J'avais 20 ans et je m'imaginais que je dessinais bien. Tellement, que j'ai eu le culot de m'inscrire en cinéma d'animation. Dans mon porte-folio il y avait des trucs étranges et des dessins difformes, aux proportions mal définies, bref, je suçais.

J'avais aussi dans le fameux de porte-folio un petit film qui celui-là était plutôt chouette. Une animation en bonhommes de silicone "Mono" montés sur de la broche. On m'a acceptée à l'université. Quand j'ai suivi mon premier cours de dessin et que j'a vu le niveau de mes compatriotes, j'ai bien compris que ça n'était pas du tout pour mes dessins que j'avais été admise; j'étais de loin la moins bonne de la classe, incapable de dessiner un modèle vivant, de reproduire une photo. Je peinais à faire des bonhommes allumettes, même dessiner un ballon qui rebondit m'affligeais de complexes. Dès la première année j'ai compris que j'avais intérêt à me spécialiser dans un truc plus expérimental, genre les marionnettes. À la fin du bac j'ai compris que j'avais aussi intérêt à continuer mes études dans quelque chose d'un peu plus sûr, comme la gestion, mettons.

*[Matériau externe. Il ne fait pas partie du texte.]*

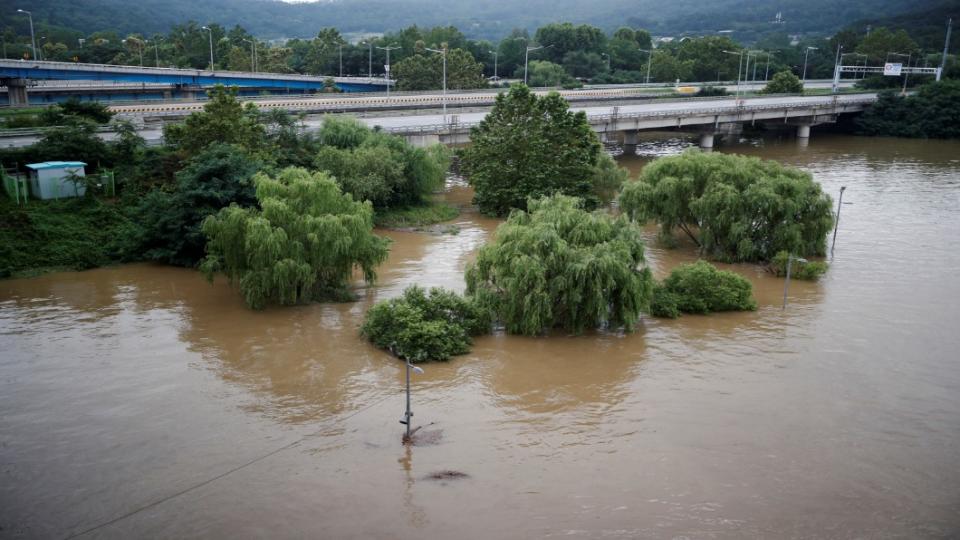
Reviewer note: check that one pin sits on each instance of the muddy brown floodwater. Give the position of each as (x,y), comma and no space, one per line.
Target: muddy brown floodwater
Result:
(141,402)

Reste que de faire du dessin pendant 3 années ça a laissé des traces. Premièrement, j'ai toujours beaucoup aimé dessiner. Ensuite bon, même si j'étais plutôt mauvaise, j'arrivais; surtout vers la fin, à produire quelques trucs chouettes. Enfin bon, en trois ans; j'en ai acquis du stock de dessin et de bricolage... et ne m'en suis jamais départi.

Ça fâ que... tantôt, alors que je donnais congé de garderie à Coquinette... ben jai eu envie de lui montrer mon armoire aux trésors. On a sorti les pastels gras, les secs, les fusains, les crayons feutre, les aquarelles, l'aquarelle, les pots de pébéo, la teinture à cuir, rendues là on a arrêté de fouiner. L'armoire est restée pleine à moitié et j'ai étendu une immense feuille sur le plancher du salon. Une feuille d'emballage d'étagère IKEA.

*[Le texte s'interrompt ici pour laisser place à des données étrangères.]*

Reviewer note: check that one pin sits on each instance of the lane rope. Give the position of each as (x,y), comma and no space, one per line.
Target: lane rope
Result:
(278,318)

C'est cool dessiner avec sa fille, j'ai commencé par faire quelques traits avec chacun des crayons pour lui montrer comment les utiliser. Ensuite on a commencé à dessiner. Quand elle a compris que moi je la dessinais elle; elle s'est mise à me dessiner moi. Faut pardonner mes proportions, qui comme au bac ont gardé l'habitude d'être ma maîtrisées. Et faut retenir que c'est extrêmement dur de dessiner un visage d'enfant, dès qu'on met un trait de trop ça ressemble à un vieillard. Et puis bon, moi je suis habituée avec des modèles vivants qui savent rester immobiles pendant des 10-15-30 minutes, alors qu'un enfant change de position à peu près aux 20 secondes. N'empêche que dans l'ensemble je suis super satisfaite de mon expérience et je me promets de recommencer.

Prochaine fois, je m'attarderai davantage aux volumes, aux proportions et aux tissus, là je me dérouillais.

J'aime l'oeil aussi... quoique oui, effectivement, c'est drôlement plus facile d'en faire un fermé que d'en faire un ouvert. D'ailleurs je suis rendue là: apprendre à dessiner ma fille avec les yeux ouverts.

Et ça, c'est il y a un mois, mon premier dessin d'elle.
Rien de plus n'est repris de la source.